Although it happened before I was born, the camp’s liberation played an indirect role in my decision to join Hadassah—and in the 40-plus years of involvement that culminated in my election as Hadassah’s 26th national president. My father, Frank Goldberg, was one of the Thunderbolts at Mauthausen, and he never forgot what he saw there. Every day, I wear his bar mitzva ring as a reminder of his legacy. He told me I could practice Judaism any way I wanted—or not practice at all—but to always remember that I am part of the Jewish people, that Israel must survive and that the time would come when that survival would be my responsibility.
The time came in 1973. in august, my husband, Joel, and I, with our two young children, moved to Dix Hills, Long Island in New York. Friends took me to meetings of various Jewish organizations. All seemed worthwhile. Six weeks later, the Yom Kippur War began and one thing was clear: While all the Jews in my new community were concerned, it was Hadassah that mobilized first. The local chapter president called—I hadn’t even joined yet—and said she was picking me up in 10 minutes. I got a briefing on Hadassah’s work on the way to a supermarket and set out to raise money for hospital supplies to handle the casualties expected in the coming days.

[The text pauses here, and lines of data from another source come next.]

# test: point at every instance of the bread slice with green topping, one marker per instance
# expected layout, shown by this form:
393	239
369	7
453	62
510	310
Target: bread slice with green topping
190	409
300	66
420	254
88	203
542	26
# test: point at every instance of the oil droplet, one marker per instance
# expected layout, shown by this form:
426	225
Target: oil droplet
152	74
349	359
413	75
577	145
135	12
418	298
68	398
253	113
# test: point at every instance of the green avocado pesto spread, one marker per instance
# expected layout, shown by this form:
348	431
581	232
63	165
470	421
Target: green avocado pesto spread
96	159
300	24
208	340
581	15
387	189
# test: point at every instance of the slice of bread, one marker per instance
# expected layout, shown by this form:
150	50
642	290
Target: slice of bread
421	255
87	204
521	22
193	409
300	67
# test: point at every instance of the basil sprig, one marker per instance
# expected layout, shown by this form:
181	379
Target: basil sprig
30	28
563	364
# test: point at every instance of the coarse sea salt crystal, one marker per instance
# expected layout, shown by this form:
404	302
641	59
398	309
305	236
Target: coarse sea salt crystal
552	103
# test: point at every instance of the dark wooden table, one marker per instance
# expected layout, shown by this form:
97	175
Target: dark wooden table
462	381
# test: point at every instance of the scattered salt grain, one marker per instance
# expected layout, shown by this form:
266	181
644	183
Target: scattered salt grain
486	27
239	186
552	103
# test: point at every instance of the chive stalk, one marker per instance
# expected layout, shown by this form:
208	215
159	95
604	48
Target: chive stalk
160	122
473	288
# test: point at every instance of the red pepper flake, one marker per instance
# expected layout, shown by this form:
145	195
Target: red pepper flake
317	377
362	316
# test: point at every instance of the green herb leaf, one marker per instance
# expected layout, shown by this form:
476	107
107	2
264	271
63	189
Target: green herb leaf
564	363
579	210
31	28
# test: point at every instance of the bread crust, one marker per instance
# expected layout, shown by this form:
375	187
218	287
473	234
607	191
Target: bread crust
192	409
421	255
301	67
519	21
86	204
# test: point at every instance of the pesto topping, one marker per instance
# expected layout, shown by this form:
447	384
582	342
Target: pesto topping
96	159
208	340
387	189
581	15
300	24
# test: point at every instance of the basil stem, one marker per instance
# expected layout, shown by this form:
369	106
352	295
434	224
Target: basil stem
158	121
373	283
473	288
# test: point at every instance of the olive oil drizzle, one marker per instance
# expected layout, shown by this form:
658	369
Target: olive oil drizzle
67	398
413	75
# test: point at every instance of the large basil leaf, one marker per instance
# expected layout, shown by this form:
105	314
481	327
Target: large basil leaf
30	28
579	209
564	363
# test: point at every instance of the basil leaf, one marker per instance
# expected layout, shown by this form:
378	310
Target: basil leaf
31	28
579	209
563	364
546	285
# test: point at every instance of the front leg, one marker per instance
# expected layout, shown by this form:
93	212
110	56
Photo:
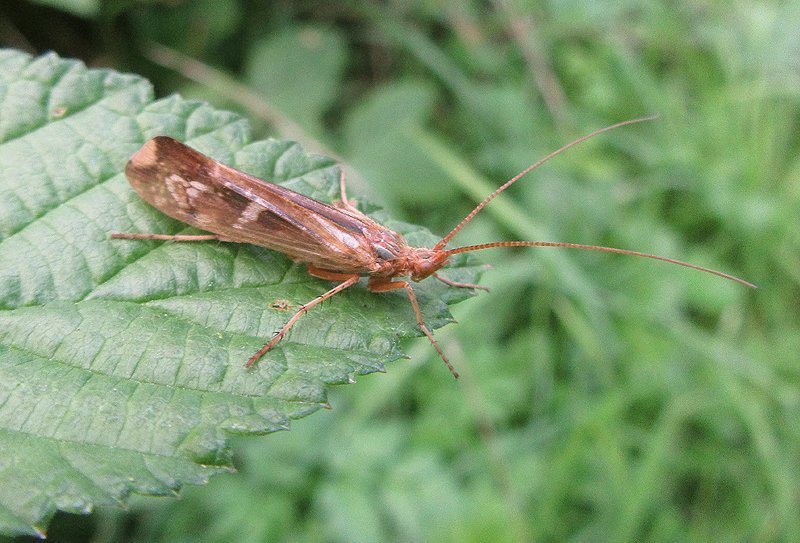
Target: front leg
378	284
347	279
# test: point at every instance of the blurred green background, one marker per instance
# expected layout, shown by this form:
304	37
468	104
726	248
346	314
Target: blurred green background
603	398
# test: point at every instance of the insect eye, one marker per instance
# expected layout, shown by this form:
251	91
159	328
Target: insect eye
383	252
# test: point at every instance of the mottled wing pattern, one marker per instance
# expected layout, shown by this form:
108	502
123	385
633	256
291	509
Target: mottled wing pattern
209	195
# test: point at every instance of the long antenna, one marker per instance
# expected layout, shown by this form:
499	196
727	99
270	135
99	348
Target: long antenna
594	248
445	240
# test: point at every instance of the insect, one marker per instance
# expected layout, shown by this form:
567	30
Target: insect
336	242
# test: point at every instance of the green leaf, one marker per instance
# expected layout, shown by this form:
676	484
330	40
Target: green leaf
122	361
82	8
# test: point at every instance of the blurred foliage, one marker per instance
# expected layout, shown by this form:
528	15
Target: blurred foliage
603	397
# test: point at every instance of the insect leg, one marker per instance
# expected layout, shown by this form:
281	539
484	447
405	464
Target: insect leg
384	285
349	280
168	237
457	284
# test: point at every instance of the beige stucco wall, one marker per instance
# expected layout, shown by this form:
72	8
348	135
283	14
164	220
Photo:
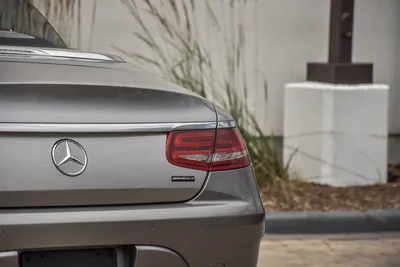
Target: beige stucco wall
281	35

When I approached people, some gave and some did not. But I’ll never forget the response of one woman: “We need oil, not Jews. I hope they wipe the Israelis out of the Middle East forever.” The woman had her own agenda—and she helped me set mine. Hadassah gave me the opportunity not only to verbalize my concern, but also to do something about it.
I am tempted to say that the challenges Hadassah faces today pale in comparison to the existential threat Israel confronted in 1973 or 1948, or from the surge in terror attacks in recent months—but that doesn’t help address the difficulties before us. Hadassah’s success now depends not on national defense or medical infrastructure, but on mastering a new social, programmatic, communications and fundraising landscape. It will take hard work and creativity, but I know we are up to the task.

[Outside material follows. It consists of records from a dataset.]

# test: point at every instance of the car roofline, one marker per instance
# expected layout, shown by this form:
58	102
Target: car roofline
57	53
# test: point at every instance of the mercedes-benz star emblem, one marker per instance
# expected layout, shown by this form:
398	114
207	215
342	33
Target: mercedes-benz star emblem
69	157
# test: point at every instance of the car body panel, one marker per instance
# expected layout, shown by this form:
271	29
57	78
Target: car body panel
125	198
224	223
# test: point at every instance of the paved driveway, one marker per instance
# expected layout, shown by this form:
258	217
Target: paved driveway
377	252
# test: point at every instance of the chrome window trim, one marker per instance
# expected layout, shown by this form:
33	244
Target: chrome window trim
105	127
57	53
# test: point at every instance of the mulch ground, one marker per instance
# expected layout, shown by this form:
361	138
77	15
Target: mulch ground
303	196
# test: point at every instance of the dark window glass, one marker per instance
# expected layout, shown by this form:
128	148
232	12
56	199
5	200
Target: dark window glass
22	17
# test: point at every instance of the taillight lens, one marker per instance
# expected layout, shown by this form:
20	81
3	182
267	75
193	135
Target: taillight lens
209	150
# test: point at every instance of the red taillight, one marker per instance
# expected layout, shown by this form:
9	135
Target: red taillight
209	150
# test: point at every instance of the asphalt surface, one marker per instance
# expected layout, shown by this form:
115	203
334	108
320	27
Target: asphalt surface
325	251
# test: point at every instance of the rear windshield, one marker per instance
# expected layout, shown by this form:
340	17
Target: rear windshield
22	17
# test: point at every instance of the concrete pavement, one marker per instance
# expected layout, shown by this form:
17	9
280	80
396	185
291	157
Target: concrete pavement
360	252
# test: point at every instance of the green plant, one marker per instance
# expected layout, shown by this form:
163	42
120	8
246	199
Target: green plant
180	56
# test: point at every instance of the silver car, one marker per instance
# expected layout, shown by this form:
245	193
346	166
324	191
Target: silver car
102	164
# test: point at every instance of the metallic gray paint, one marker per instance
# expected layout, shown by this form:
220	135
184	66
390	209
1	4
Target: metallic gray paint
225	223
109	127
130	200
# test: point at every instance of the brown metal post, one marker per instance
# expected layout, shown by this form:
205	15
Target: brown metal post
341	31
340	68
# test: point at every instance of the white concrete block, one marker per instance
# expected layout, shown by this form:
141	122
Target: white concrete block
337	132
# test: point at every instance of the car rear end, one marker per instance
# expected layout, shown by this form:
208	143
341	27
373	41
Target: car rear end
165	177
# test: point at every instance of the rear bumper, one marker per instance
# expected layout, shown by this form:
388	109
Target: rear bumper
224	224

New strategies are required; we will identify and develop them. But our priorities are set: Strengthen Israel and liberate the word Zionism from those who have tried to redefine the name of the Jewish national movement in grotesque ways; improve our hospitals—first and foremost completing the Sarah Wetsman Davidson Hospital Tower; and advocate in areas such as gender equity in medical research, human trafficking, preventive health care and affordable child care.
Each of us has a defining moment when Hadassah became central to our lives. We all need to reach out and help spark that moment for new members. The work we do is important, but the reason we do it is more important. Our energy and devotion to Hadassah, rooted in Jewish values, are and remain a pillar of the Jewish state and the renaissance of Jewish women.
My core position is simple: If a woman is passionate about Israel, then Hadassah should be her address. We can only grow through our own action. To me there are only two kinds of women—those who are already members and those who have not yet joined, either because we haven’t convinced them or haven’t asked.
I may not be over in 10 minutes to pick you up, but I know Hadassah, through its Power of Women Who Do, has a great army of volunteers. My father’s ring reminds me every day of who I am and my responsibility. Kulanu be-yahad—we together—will work on behalf of Israel through Hadassah and reach even greater heights.